— Чертовщина? А что сказали бы вы, если бы с вами приключилась такая история…
Старичок лет шестидесяти в военной тужурке, с седыми, пробритыми посередине бакенами, коротко выстриженной головой и щетинистыми, точно насупленными бровями, из-под которых глядели кроткие выцветшие глаза, посмотрел на молодые насмешливые лица, окружавшие стол с двумя садовыми подсвечниками по краям, отодвинул недопитый стакан чая и начал:
— Стоял в те времена полк наш в В. Не то, что в самом городе, а верстах в пяти, в слободке. И люди, и кони размещены были по обывательским дворам; господа офицеры тут же на частных квартирах жили…
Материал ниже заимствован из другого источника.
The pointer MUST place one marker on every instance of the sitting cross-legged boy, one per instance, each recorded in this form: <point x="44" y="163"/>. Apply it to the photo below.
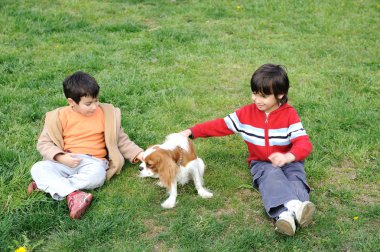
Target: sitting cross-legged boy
<point x="82" y="145"/>
<point x="277" y="145"/>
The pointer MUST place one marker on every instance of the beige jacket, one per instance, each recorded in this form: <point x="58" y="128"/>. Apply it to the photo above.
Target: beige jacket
<point x="118" y="144"/>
Помню, снимал я домик из двух комнат, третья кухня. В комнаты через кухню ход. Да мне что! Холост был, дома не столовался. В кухне денщик спал, да седло на козлах стояло — вот и все.
Только прихожу я домой, помню, как сегодня, 22-го июля это было, гляжу на стол — записочка лежит и так старательно выведено на ней: «29-го Июлия. Григорий».
«Что за чепуха такая?» — думаю.
— Кузьма, — кричу, — кто тут был без меня?
— Никого, — говорит.
— Как никого? А это что? — показываю ему записку.
Посмотрел на записку, неграмотный он был, да и спрашивает:
— А вы не сами писали это, ваше благородие?
— Что ты, — говорю ему, — сам буду я писать, а потом у тебя спрашивать: «Кто написал?» Пьян ты, что ли, или рехнулся?
— Никак нет, — говорит, — и не пьян, и не рехнулся, а только кто написать мог, коли я ни на шаг не отлучался от дома, — все время вдвоем с земляком на крылечке сидели и никто сюда не заходил.
Подумал я над этим, да потом разорвал записочку и забыл.
Прихожу на следующий день домой, и точно меня толкнуло что-то: первым делом взглянул на стол — опять записка. Схватил я ее и как-то жутко и неприятно стало мне. Тем же почерком выведено: «29 Июлия. Григорий».
Разорвал я записочку, а только денщику ничего не сказал. Верный был Кузьма, хороший и преданный человек, точно родной, — седьмой год был у меня в денщиках. Думаю: шутит кто-нибудь надо мною. Перебирал в уме, да и заподозрил хозяйского сына. Озорной был мальчишка и застал я его однажды, как он, свесившись через окошко, папиросы со стола воровал. Стой, думаю, голубчик, задам я тебе ходу. Как раз воскресный день подошел. Кузьму я отпустил, остался сам дома, уселся в уголок на тахту[3], да про всякий случай нагайку приготовил. Так просидел полдня… Все на окна поглядывал — не пожалует ли шутник.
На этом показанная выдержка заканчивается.